The legislation being circulated right now would double the charter school cap to allow 200 new schools in the state. It would also severely rewrite how the schools are opened and closed and in which neighborhoods they’re allowed, following many of the suggestions proposed by the teachers union last week. These include eliminating the city’s power to authorize charter schools, as well as that of the most respected authorizer, the State University of New York, which even authorized the UFT’s own charter school.

(Read the latest legislation here.)

Paterson invoked a recent conversation he had with Secretary of Education Arne Duncan at a public meeting Friday, where he pushed for SUNY to be thrown back in the mix and for the cap to be raised to 460 rather than 400. Then Assembly Speaker Sheldon Silver countered that he’d heard from Duncan’s general counsel, Charles Rose, that a lift to 400 would be enough.

“I know who the secretary of education is. His name is Arnold Duncan, and — ” Paterson affirmed, angrily.

“No, his name is Arne Duncan, as a matter of fact,” Silver cut in.

(Watch the full video of the meeting here.)

The Daily News reported today that Paterson plans to bring lawmakers to work early from vacation, starting tomorrow night at 8pm, in order to hammer out an agreement on the legislation.

Silver argues the legislation will please both the Obama administration, which vowed to reward states that raise restrictions on charter schools, and state lawmakers. Many local legislators side with the teachers union in arguing charter schools need more regulation — and, according to Silver, would not vote to lift the charter school cap without it. Many of the draft legislation’s changes echo recommendations made by the city teachers union last week.
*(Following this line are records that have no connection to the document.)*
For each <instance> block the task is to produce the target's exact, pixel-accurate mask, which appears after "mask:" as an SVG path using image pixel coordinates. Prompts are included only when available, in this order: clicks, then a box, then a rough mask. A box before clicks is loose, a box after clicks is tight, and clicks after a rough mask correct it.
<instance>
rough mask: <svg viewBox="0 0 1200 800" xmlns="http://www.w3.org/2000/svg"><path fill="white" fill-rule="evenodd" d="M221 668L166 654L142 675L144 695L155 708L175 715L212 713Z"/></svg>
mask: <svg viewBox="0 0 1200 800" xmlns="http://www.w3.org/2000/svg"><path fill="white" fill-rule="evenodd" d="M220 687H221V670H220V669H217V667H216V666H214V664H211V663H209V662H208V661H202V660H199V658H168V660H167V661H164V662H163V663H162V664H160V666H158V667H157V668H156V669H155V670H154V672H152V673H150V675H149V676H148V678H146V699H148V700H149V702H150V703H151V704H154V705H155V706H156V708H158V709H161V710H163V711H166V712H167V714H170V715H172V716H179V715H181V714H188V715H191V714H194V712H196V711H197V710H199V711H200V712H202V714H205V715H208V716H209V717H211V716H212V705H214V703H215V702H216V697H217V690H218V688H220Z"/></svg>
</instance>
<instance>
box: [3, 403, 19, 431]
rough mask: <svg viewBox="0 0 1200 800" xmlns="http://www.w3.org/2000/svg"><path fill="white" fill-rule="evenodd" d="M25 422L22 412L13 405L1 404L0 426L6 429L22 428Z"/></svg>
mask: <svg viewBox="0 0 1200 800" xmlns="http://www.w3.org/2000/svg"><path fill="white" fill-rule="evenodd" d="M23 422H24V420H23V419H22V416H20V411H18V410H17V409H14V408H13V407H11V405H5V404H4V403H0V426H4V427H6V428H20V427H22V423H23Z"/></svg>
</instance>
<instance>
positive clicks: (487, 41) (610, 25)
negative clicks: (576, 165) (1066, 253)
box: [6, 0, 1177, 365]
Answering Paterson’s concern that the union-backed changes could end up acting as a “poison pill” that costs New York hundreds of millions of dollars, Silver replied with a pragmatic argument. “Legislation requires votes of legislators,” he said, repeating many lawmakers’ concerns with the schools, which operate outside of the usual public bureaucracy.

Paterson could veto the bill or refuse to go along with it if its language remains mainly unchanged, as a Governor Bloomberg clearly would.

But he also might elect not to block legislation, opting instead to reach a compromise with Assembly Speaker Sheldon Silver and the Senate Democrats. In that case, it’s possible the state could turn its application in along with a dramatically revised charter school law.